Le docteur Maupin était un des plus redoutables joueurs d'échecs du cercle. Il venait de gagner sans effort deux parties contre un Russe pourtant célèbre. Et voilà qu'un jeune inconnu le défiait, lui rendait deux pièces aussi importantes qu'une tour et un fou!
Le regard du docteur alla à l'horloge, au pardessus accroché à la patère, puis enfin au jeu encore sur la table. Le vice-président eut l'impression qu'un combat se livrait en lui, disproportionné avec la situation, qu'il y avait de la rancœur, peut-être même de la haine dans sa voix quand il laissa enfin tomber:
— Soit!... Asseyez-vous, monsieur...
Ce fut là une étrange partie. Certes, Emile, l'animateur de l'Agence O, était d'une certaine force aux échecs, mais pas, cependant, au point de rendre une tour et un fou à un adversaire comme le docteur.

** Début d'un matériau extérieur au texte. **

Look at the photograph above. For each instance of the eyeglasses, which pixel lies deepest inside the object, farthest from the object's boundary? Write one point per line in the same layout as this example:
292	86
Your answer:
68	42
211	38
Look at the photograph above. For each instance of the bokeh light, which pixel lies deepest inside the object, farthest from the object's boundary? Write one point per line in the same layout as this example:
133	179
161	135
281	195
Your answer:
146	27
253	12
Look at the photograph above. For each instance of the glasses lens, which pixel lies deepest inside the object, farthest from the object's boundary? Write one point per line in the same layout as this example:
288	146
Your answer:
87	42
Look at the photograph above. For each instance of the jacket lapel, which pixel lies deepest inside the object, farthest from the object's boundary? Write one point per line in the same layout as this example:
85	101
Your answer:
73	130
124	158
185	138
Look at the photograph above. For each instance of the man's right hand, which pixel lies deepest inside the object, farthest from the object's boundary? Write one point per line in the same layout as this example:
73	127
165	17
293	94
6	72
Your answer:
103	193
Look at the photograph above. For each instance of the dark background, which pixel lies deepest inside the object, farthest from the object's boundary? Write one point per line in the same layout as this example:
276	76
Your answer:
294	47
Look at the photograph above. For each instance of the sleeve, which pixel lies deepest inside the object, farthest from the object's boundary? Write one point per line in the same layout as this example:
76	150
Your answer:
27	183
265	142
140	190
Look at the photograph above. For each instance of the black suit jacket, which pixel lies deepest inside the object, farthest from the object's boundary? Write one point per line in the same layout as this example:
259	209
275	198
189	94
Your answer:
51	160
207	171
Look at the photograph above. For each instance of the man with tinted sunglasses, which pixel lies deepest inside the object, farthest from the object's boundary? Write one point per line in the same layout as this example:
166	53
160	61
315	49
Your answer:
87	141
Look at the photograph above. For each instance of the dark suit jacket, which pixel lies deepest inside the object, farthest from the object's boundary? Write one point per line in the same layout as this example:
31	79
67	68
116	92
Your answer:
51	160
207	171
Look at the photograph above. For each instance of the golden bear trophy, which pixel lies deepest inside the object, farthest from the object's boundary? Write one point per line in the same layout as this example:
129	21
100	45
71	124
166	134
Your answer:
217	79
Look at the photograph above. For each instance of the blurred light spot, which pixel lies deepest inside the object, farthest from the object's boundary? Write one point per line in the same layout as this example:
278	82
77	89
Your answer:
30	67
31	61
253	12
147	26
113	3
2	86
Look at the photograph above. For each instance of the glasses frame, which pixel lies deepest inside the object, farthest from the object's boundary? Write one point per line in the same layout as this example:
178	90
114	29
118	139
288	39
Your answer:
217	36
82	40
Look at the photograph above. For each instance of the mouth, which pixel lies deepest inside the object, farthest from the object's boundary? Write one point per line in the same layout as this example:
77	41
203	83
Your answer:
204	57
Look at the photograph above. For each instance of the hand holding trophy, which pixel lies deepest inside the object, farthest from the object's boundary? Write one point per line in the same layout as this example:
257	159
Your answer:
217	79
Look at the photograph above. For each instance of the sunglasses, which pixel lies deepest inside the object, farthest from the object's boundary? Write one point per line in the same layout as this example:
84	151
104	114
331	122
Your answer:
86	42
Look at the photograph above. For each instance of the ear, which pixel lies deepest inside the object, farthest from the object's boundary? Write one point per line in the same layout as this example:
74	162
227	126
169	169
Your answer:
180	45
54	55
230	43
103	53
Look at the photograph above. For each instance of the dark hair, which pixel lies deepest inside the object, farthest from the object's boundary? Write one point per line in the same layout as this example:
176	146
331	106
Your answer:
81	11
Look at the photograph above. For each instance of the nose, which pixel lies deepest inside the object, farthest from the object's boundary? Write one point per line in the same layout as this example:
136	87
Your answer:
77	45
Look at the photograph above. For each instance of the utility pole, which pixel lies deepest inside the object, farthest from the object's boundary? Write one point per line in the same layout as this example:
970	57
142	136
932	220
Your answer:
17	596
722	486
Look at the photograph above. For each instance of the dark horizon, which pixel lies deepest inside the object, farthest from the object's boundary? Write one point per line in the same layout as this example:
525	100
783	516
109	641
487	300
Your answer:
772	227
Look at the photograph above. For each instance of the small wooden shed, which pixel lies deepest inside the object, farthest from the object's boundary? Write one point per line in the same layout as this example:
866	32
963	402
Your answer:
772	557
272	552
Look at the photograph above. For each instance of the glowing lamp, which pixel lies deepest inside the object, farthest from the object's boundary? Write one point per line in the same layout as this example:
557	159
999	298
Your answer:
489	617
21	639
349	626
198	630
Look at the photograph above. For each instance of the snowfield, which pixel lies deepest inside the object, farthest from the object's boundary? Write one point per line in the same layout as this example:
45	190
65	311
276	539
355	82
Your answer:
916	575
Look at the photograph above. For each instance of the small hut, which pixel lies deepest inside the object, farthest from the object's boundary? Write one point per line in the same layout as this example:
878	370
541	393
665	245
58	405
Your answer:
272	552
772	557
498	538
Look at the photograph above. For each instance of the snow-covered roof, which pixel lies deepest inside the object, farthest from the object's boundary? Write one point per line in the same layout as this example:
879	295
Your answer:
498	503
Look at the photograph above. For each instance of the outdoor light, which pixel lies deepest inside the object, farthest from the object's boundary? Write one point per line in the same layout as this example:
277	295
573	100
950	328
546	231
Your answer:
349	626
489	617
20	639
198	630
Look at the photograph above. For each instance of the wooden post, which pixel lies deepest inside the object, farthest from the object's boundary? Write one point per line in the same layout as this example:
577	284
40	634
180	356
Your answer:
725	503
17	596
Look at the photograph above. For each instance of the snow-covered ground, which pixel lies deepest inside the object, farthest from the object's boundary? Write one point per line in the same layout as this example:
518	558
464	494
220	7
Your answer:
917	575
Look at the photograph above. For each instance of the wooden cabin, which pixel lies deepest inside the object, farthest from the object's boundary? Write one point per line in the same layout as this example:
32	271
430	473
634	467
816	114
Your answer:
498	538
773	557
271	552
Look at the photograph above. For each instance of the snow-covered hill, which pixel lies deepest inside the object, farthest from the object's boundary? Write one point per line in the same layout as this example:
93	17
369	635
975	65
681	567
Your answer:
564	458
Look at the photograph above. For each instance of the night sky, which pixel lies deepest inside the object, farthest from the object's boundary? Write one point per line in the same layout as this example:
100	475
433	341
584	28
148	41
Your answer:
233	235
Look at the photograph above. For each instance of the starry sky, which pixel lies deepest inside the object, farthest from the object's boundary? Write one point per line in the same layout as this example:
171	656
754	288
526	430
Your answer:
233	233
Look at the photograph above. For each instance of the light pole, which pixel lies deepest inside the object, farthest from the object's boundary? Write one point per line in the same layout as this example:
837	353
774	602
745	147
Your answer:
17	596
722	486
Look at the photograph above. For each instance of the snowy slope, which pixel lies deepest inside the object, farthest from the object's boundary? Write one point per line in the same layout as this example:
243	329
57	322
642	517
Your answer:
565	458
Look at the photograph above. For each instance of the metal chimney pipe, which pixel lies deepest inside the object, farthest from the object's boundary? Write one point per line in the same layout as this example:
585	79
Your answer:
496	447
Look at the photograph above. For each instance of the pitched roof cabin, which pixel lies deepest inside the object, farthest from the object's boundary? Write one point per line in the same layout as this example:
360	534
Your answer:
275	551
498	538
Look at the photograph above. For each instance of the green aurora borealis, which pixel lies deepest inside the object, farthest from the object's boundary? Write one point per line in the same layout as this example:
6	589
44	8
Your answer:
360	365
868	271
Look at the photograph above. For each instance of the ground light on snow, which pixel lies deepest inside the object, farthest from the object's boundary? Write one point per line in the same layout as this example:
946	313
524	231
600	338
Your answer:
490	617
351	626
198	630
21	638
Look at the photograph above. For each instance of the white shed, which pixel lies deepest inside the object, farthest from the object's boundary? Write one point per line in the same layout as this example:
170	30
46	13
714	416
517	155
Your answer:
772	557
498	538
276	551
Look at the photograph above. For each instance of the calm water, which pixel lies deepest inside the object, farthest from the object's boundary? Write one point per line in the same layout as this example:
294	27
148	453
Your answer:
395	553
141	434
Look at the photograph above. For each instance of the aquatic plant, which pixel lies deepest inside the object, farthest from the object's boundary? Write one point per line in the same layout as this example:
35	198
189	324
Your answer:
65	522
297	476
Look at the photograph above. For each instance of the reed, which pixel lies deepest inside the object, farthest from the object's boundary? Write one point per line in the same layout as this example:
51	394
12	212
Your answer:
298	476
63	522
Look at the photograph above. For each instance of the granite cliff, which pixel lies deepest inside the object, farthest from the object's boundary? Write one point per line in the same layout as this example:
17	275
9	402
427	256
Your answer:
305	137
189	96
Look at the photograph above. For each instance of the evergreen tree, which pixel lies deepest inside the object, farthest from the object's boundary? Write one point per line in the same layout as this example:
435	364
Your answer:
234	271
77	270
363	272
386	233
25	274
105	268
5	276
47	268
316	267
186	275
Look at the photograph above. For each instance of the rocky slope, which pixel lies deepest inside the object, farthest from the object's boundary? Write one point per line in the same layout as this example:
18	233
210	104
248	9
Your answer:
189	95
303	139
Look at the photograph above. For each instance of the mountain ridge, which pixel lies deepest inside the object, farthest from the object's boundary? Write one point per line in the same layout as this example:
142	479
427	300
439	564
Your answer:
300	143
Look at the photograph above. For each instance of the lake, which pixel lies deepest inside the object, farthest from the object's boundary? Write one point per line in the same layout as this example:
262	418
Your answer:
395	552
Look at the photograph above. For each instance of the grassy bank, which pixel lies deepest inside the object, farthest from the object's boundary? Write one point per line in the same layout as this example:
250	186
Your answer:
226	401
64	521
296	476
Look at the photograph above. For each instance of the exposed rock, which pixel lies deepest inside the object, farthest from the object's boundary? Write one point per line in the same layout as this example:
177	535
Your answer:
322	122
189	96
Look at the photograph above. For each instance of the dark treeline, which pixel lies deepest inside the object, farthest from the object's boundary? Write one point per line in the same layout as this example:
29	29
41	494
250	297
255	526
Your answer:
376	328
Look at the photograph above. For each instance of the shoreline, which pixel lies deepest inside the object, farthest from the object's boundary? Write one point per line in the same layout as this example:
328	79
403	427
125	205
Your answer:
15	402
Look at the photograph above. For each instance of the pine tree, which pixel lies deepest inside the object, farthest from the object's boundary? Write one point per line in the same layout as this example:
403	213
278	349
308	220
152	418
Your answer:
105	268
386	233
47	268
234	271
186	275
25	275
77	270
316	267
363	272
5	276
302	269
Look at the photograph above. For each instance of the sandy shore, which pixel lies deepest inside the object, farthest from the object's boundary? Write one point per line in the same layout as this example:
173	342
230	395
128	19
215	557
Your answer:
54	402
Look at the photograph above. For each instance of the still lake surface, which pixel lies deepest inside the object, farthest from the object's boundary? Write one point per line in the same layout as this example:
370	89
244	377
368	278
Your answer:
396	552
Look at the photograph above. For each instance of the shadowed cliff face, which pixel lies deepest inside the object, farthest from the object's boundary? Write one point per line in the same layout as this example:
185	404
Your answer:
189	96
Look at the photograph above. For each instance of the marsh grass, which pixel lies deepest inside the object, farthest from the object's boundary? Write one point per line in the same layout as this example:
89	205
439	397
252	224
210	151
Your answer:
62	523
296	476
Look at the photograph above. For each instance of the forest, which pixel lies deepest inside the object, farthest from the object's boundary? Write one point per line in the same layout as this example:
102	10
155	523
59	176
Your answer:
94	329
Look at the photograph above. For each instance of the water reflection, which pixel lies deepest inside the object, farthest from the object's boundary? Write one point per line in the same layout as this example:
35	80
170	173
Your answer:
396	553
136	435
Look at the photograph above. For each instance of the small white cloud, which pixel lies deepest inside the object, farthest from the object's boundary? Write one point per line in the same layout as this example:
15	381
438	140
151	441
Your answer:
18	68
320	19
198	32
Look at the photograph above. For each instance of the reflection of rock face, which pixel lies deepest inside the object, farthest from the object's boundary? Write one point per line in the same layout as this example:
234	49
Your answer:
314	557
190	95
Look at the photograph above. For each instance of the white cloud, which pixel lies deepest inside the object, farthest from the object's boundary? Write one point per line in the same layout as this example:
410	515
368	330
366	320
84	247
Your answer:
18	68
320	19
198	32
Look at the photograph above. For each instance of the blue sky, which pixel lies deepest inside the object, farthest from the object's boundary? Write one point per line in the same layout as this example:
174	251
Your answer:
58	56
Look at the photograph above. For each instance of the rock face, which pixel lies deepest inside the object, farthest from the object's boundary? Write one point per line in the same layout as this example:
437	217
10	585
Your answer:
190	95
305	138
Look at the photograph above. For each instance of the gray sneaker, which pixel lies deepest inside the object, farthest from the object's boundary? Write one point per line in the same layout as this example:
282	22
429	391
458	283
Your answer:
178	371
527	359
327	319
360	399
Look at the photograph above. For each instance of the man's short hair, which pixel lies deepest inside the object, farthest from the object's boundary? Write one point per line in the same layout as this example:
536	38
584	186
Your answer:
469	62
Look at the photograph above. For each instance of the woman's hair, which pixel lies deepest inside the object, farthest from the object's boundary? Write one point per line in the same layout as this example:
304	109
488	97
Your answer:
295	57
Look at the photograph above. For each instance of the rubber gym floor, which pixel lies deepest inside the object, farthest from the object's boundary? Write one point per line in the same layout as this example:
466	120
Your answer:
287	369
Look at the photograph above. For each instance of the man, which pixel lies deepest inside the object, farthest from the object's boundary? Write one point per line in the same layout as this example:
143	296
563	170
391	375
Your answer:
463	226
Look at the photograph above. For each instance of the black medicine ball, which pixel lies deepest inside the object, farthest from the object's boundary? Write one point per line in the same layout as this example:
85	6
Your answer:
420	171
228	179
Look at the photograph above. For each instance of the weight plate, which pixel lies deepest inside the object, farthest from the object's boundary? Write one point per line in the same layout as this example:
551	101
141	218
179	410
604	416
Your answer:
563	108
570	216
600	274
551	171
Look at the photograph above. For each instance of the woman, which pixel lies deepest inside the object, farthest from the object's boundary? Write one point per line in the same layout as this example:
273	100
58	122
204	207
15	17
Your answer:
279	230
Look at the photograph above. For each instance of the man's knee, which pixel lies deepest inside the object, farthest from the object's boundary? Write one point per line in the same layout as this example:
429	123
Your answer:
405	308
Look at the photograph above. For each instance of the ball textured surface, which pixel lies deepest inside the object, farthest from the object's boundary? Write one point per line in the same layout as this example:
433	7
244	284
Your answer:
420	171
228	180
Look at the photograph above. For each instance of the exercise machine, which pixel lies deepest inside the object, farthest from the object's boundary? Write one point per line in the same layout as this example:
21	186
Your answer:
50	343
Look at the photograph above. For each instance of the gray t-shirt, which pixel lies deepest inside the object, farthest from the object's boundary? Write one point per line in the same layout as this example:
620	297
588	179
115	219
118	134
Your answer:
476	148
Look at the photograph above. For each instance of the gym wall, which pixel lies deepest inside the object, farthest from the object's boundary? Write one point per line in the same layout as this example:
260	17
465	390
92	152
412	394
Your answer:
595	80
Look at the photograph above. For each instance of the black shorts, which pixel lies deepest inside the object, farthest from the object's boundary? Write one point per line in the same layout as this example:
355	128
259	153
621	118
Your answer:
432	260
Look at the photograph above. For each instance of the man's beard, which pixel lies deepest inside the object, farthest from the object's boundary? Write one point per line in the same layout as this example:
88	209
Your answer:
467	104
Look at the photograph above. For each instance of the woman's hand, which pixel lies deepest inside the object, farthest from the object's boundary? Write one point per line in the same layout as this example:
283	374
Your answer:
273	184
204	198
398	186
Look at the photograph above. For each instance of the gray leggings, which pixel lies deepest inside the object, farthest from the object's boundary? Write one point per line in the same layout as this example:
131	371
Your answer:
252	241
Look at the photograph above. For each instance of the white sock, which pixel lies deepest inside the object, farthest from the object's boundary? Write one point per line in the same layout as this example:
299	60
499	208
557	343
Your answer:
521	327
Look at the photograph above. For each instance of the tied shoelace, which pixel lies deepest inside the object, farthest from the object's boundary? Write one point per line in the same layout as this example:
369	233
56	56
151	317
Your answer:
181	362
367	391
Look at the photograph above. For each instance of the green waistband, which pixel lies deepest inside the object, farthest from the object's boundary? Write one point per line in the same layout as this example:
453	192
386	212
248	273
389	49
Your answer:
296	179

Pour lui, toute la question était de retenir celui-ci dans la salle du premier étage du café jusqu'à ce que certain coup de téléphone...
Or le docteur Maupin paraissait avoir Percé à jour non seulement la véritable identité du jeune homme, mais encore son projet. Plus exactement, 'il réfléchissait, regardait tour à tour 'l'horloge et le jeu, paraissant s'attendre à quelque événement.